The U.S. Securities and Exchange Commission said it will appeal a federal judge’s ruling that blocked it from ordering the Securities Investor Protection Corp. to compensate victims of R. Allen Stanford’s $7 billion fraud.
The SEC, in a filing today in federal court in Washington, said it will ask the U.S. Court of Appeals to decide whether SIPC, an industry fund that covers losses from brokerage firm failures, bears responsibility for the 7,000 clients who invested in Stanford’s Ponzi scheme.
U.S. District Judge Robert Wilkins on July 3 said the SEC failed to show that those victims met the definition of “customer” under the Securities Investor Protection Act, which set up the nonprofit fund run by the brokerage industry. He declined to order a liquidation proceeding in federal court in Texas, where the unwinding of Stanford’s firm is taking place.
“We’re certainly going to defend ourselves and the judge’s opinion,” Stephen Harbeck, the fund’s president, said in a phone interview. “The decision below will be affirmed, but it will take some time.”
A federal jury in Houston convicted Stanford on March 8 on 13 of 14 charges brought in connection with his Ponzi scheme, including four counts of wire fraud and five of mail fraud. He was sentenced on June 14 to 110 years in prison.
The SEC told SIPC in June 2011 to start a process that could grant as much as $500,000 for each Stanford client -- the same maximum amount it offers in other cases. After SIPC balked, the SEC sued the congressionally chartered group for the first time.
SIPC argued in court that there was no basis for requiring it to guarantee investments at an entity that isn’t a member, such as Antigua-based Stanford International Bank. The organization also said it doesn’t guarantee an investment’s value, protect against fraud or cover investments with offshore banks.
SIPC covers the damages of individual investors who lose money or securities held by insolvent or failing member brokerage firms. It agreed to pay victims of Bernard Madoff’s multibillion-dollar Ponzi scheme and investors who may have lost money in the October collapse of commodities broker MF Global Holdings Ltd.
Harbeck said SIPC didn’t get involved in the Stanford losses because investors received actual certificates of deposit after the brokerage passed their money to a bank. What happened after that isn’t under SIPC’s purview because the Stanford account holders have possession of their securities, he said.
The Securities Investor Protection Act “does not even permit, much less require, the initiation of a liquidation for purchasers of the offshore bank certificates of deposit at issue here,” SIPC said in a court filing.

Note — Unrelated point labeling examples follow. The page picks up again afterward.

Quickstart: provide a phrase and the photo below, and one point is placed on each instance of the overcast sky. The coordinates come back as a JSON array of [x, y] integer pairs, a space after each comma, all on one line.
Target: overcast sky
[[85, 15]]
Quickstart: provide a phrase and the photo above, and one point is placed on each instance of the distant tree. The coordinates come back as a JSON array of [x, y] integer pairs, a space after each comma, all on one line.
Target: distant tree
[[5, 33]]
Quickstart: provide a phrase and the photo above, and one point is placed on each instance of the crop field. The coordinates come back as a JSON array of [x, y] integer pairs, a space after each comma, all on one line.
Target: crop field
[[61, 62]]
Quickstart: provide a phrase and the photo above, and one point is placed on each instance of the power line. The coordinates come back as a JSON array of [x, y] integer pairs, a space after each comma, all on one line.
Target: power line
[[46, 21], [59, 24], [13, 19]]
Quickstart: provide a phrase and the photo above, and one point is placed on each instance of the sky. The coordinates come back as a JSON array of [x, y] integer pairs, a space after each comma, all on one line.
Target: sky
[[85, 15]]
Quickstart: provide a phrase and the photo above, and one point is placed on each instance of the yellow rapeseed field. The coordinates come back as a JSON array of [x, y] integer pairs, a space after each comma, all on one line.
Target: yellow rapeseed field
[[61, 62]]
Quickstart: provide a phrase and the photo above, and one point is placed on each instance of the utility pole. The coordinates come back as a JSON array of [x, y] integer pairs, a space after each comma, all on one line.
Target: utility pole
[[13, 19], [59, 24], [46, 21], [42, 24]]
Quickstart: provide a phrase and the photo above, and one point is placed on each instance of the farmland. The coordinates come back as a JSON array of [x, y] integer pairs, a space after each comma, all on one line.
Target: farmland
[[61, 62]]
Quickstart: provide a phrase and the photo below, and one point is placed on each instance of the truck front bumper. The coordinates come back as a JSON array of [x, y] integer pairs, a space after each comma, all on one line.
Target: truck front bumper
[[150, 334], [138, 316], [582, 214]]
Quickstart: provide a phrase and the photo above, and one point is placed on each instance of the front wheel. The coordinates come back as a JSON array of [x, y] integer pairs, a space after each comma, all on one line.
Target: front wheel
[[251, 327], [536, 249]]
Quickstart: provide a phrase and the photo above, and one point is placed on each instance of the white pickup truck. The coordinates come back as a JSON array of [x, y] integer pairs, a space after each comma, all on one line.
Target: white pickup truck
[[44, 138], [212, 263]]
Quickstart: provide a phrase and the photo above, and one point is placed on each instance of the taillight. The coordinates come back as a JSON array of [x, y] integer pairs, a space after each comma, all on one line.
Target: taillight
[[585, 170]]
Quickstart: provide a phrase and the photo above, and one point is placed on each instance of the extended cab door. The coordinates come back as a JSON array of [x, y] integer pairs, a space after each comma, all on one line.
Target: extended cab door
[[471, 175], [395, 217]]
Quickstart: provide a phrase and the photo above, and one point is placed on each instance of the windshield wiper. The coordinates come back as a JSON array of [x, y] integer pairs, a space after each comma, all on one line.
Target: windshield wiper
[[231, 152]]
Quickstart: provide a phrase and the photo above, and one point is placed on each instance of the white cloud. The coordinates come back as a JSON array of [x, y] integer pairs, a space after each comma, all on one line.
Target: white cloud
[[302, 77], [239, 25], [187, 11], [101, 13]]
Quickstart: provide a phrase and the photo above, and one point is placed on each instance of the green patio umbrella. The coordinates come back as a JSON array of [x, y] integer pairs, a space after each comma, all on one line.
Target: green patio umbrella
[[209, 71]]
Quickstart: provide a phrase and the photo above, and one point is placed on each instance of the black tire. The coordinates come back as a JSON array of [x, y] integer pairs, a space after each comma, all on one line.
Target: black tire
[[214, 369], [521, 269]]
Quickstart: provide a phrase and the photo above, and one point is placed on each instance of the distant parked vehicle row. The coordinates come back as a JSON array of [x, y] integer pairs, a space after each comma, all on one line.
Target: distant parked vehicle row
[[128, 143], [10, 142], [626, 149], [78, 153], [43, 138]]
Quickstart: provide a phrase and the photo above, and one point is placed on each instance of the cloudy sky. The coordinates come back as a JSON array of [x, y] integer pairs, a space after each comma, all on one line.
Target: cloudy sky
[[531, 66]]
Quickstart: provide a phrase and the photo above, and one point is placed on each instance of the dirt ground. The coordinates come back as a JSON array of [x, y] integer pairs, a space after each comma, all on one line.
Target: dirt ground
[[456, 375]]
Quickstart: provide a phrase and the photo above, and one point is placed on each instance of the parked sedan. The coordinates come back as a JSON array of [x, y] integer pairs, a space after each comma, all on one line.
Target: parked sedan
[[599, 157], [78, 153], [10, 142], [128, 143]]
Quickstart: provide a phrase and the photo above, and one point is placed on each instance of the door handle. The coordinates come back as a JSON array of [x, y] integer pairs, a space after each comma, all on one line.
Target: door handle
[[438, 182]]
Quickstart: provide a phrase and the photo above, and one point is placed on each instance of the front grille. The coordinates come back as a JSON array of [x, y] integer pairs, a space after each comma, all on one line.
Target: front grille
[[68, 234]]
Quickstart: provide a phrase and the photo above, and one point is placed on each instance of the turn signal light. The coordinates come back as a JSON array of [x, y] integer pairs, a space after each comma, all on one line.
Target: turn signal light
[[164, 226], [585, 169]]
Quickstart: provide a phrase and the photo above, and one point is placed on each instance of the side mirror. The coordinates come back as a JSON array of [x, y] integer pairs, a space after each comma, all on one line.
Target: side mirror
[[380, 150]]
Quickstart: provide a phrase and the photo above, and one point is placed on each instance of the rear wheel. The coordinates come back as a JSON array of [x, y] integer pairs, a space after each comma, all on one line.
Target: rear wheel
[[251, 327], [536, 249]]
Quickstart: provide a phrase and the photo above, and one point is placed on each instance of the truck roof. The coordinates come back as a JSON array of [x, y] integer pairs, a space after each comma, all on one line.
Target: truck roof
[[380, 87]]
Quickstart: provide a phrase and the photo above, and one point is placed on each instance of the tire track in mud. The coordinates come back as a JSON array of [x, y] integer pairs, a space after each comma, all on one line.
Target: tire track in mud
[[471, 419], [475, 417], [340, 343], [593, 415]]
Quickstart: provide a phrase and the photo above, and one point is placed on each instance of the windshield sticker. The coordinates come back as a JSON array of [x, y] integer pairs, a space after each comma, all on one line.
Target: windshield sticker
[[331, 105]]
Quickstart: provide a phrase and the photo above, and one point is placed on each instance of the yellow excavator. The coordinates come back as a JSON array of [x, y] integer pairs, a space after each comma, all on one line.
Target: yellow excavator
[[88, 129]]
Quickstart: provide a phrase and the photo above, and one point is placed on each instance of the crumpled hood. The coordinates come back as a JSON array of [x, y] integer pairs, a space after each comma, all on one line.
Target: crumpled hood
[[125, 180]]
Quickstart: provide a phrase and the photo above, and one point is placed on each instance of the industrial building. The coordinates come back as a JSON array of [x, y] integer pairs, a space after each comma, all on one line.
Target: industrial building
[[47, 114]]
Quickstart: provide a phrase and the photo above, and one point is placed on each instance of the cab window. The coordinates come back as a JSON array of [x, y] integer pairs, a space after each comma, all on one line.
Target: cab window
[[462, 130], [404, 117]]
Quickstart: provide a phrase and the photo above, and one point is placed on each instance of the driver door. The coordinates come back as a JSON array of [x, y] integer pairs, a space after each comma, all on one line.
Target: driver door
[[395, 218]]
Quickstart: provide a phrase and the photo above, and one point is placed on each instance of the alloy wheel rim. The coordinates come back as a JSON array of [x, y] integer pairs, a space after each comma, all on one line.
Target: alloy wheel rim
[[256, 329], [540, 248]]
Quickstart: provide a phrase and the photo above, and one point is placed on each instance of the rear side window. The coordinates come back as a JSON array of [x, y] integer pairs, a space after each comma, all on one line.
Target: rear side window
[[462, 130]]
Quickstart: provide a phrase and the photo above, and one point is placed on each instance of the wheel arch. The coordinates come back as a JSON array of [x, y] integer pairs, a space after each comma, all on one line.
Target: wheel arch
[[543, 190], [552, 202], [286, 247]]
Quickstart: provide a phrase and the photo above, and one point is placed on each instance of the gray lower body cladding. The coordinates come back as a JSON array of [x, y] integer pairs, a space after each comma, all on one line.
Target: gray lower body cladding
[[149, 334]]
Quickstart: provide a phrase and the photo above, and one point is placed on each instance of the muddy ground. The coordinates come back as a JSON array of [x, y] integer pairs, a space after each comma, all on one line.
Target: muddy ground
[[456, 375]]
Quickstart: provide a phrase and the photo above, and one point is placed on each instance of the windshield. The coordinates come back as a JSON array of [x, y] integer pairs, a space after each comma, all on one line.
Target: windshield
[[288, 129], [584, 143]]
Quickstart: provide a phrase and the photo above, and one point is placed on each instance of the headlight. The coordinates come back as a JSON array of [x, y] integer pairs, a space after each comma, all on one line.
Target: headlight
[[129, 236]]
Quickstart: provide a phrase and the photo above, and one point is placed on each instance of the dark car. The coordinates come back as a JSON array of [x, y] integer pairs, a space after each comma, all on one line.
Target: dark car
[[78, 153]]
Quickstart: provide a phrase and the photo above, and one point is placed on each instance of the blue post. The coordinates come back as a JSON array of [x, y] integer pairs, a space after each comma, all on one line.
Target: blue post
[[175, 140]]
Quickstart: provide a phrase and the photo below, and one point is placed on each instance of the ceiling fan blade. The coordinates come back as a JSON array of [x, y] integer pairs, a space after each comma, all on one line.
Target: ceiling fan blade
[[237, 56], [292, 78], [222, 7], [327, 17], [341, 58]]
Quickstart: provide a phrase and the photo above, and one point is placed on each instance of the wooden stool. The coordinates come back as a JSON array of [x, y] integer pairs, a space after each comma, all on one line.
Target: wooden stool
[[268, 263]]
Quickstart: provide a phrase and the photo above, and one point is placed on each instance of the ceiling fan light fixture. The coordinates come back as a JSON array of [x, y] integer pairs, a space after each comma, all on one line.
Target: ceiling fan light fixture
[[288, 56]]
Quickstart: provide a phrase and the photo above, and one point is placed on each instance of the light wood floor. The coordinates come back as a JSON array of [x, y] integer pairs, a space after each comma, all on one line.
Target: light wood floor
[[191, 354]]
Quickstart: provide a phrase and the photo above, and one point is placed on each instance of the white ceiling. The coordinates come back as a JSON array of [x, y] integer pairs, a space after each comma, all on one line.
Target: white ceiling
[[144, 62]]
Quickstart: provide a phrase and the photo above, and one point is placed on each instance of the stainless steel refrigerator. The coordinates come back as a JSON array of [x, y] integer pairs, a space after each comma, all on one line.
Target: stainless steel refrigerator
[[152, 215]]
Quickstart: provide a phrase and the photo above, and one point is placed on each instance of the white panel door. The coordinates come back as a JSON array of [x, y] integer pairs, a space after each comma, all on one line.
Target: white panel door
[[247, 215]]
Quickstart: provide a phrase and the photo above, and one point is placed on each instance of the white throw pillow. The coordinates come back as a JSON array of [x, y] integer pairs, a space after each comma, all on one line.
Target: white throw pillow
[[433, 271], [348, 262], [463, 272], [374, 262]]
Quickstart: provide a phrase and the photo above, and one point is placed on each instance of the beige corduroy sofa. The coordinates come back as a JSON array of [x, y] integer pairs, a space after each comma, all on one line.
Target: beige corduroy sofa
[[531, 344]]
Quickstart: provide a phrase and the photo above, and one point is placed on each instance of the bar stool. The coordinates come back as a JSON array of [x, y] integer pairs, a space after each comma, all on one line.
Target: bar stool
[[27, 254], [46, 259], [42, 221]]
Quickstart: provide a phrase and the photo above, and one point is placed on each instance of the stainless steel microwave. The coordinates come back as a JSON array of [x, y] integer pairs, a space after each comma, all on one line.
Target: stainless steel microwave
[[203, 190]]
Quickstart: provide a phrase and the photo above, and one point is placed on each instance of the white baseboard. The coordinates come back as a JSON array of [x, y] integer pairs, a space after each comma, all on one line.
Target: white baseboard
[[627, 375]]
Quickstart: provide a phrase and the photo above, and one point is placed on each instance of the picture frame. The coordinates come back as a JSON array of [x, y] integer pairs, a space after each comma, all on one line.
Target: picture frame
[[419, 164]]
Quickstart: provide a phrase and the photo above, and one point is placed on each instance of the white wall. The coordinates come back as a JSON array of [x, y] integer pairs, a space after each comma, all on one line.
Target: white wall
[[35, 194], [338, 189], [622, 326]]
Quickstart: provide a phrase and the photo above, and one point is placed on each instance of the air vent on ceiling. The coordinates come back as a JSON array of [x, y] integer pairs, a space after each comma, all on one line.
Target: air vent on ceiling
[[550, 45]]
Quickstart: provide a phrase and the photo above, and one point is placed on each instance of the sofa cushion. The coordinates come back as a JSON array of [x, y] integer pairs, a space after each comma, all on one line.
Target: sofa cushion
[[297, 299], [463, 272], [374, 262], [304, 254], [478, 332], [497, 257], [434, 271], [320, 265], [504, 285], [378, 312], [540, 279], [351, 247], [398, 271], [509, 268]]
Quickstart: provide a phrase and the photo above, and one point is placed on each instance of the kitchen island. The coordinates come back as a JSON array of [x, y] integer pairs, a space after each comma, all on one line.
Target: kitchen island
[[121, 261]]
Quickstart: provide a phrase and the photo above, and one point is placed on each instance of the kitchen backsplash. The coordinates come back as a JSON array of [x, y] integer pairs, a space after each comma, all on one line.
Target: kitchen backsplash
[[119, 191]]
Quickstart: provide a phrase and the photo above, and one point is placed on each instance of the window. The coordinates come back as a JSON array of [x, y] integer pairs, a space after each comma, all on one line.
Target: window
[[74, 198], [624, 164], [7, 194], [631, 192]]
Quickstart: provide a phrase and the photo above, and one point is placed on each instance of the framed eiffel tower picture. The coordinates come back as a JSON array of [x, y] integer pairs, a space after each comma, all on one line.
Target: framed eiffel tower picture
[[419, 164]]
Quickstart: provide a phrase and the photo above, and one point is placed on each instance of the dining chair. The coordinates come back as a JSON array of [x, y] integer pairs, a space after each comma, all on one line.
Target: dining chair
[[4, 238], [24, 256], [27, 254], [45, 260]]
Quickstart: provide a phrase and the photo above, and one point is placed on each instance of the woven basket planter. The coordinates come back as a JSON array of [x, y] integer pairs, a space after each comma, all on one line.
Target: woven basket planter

The SEC decided that there was no true separation between Stanford’s bank and the brokerage firm. Customers who made investments with the bank were effectively depositing money with the brokerage and should get SIPC coverage, the SEC said in court filings.
The case is Securities and Exchange Commission v. Securities Investor Protection Corp., 11-mc-00678, U.S. District Court, District of Columbia (Washington).